In this paper, a joint machine learning and game theory modeling (MLGT) framework is proposed for inter frame coding tree unit (CTU) level bit allocation and rate control (RC) optimization in high efficiency video coding (HEVC). First, a support vector machine-based multi-classification scheme is proposed to improve the prediction accuracy of CTU-level rate-distortion (R-D) model. The legacy "chicken-and-egg" dilemma in video coding is proposed to be overcome by the learning-based R-D model. Second, a mixed R-D model-based cooperative bargaining game theory is proposed for bit allocation optimization, where the convexity of the mixed R-D model-based utility function is proved, and Nash bargaining solution is achieved by the proposed iterative solution search method. The minimum utility is adjusted by the reference coding distortion and frame-level quantization parameter (QP) change. Finally, intra frame QP and inter frame adaptive bit ratios are adjusted to make inter frames have more bit resources to maintain smooth quality and bit consumption in the bargaining game optimization. Experimental results demonstrate that the proposed MLGT-based RC method can achieve much better R-D performances, quality smoothness, bit rate accuracy, buffer control results, and subjective visual quality than the other state-of-the-art one-pass RC methods, and the achieved R-D performances are very close to the performance limits from the FixedQP method.

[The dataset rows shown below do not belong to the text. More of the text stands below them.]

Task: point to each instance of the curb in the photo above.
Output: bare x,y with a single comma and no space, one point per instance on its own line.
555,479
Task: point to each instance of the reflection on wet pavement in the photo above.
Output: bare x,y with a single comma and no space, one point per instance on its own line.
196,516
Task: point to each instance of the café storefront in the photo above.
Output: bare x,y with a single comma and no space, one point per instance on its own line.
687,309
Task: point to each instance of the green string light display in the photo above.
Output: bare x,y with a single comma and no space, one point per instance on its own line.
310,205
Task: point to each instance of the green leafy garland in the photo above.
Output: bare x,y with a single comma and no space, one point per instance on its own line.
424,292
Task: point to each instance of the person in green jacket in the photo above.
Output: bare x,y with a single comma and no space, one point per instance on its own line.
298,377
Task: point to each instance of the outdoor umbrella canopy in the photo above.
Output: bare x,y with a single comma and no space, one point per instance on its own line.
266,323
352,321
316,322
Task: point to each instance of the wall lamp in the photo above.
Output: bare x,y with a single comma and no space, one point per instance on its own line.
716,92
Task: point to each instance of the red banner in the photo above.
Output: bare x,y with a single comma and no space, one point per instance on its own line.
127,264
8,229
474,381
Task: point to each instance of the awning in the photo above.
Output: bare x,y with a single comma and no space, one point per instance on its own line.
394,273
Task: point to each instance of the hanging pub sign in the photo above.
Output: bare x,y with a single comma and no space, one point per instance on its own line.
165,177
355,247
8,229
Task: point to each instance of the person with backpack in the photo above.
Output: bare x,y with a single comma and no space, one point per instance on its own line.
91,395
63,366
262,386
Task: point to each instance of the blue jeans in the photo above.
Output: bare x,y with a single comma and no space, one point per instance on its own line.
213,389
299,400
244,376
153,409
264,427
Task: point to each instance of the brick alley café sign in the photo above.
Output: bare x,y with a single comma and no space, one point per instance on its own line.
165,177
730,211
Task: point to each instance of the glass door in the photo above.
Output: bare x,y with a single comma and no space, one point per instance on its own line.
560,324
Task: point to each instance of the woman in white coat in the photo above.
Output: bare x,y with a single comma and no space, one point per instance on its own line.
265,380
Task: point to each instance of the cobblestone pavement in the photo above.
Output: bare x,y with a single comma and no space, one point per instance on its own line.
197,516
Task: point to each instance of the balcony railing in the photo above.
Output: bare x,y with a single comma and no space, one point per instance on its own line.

本文提出了一种联合机器学习和博弈论建模(MLGT)框架,用于高效视频编码(HEVC)中的帧间编码树单元(CTU)级比特分配和率控制(RC)优化。首先,提出了一种基于支持向量机的多分类方案,以提高 CTU 级率失真(R-D)模型的预测精度。通过基于学习的 R-D 模型解决了视频编码中的传统“先有鸡还是先有蛋”的难题。其次,提出了一种基于混合 R-D 模型的合作博弈论的比特分配优化方法,其中证明了基于混合 R-D 模型的效用函数的凸性,并通过所提出的迭代求解搜索方法实现纳什讨价还价解。通过参考编码失真和帧级量化参数(QP)变化来调整最小效用。最后,调整帧内 QP 和帧间自适应比特比,以使帧间有更多的比特资源,在讨价还价游戏优化中保持平滑的质量和比特消耗。实验结果表明,与其他最先进的单遍 RC 方法相比,所提出的基于 MLGT 的 RC 方法可以实现更好的 R-D 性能、质量平滑性、比特率准确性、缓冲区控制结果和主观视觉质量,并且所达到的 R-D 性能非常接近来自 FixedQP 方法的性能极限。